A sound navigation layout offers a high degree of discoverability and feedback, letting users know where they are at all times and ensuring they can easily get to where they want to go.

Usage

Clarity Navigation depends on a specific DOM structure. Consult an appropriate demo to see the code and structure needed for the styles and layout to work. Clarity provides three levels of navigation represented by the following classnames.

Designing Navigation Patterns

When establishing your navigation model, consider:

  • The key use cases of your app
  • The proper hierarchy and what belongs in the primary navigation versus what goes in the secondary or lower levels of navigation
  • Whether to orient the navigation horizontally, vertically, or both
  • Whether responsiveness needs to be part of your platform strategy

Using Navigation Components

An image showing the viewport with header container element placement at the top of a viewport. There is a dotted blue line around the header element.

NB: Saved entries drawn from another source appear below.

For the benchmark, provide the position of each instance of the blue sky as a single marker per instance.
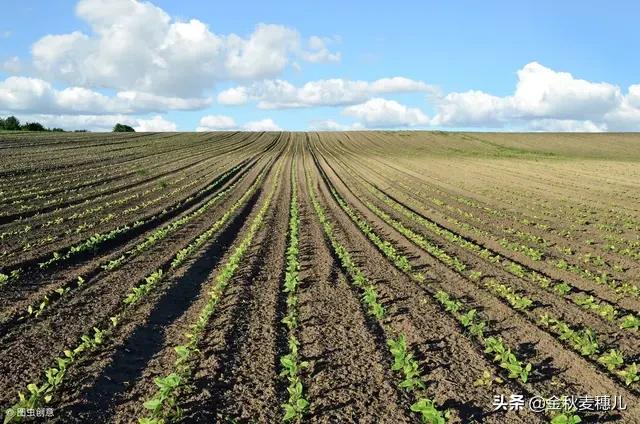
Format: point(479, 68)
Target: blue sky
point(491, 65)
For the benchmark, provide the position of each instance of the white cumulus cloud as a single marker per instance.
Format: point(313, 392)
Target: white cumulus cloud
point(279, 94)
point(544, 99)
point(262, 125)
point(379, 112)
point(155, 124)
point(216, 123)
point(226, 123)
point(39, 96)
point(136, 46)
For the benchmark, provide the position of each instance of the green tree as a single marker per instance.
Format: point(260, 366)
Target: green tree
point(122, 128)
point(33, 126)
point(12, 124)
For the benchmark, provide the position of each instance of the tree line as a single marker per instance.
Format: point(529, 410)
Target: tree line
point(12, 123)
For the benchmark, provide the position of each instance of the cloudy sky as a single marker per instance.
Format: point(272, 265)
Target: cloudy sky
point(200, 65)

The header is for primary navigation. Benefits of this navigation pattern are:

  • Users often look for navigation in the header.
  • Top-level navigation is kept simple–the recommended number of links is 2 to 4.
  • Navigation does not take real estate away from the content area.

Conversely, the header supports other items (search and setting) and the navigation links might become crowded.

An image showing the viewport with a subnav container element. There is a dotted blue line around the subnav element.

Use the subnav for primary navigation when you need the sidebar for secondary navigation and any of the following apply:

  • You have more links than can fit in the header.
  • The text of your links is too long for the header.
  • You want to limit the header to search and settings.

Sidenav

An image showing the viewport with a sidenav container element placed on the left side of the viewport. There is a dotted blue line around the sidenav element.

Benefits of the sidenav are that it:

  • Is a familiar navigation pattern for users.
  • Accommodates a large number of links, becoming vertically scrollable when content exceeds the view port.
  • Supports progressive disclosure of a hierarchy.
  • Supports categorization of links.

Conversely, the sidenav takes real estate away from the content area. Also, on mobile, the hierarchy within the sidenav should be kept to a minimum.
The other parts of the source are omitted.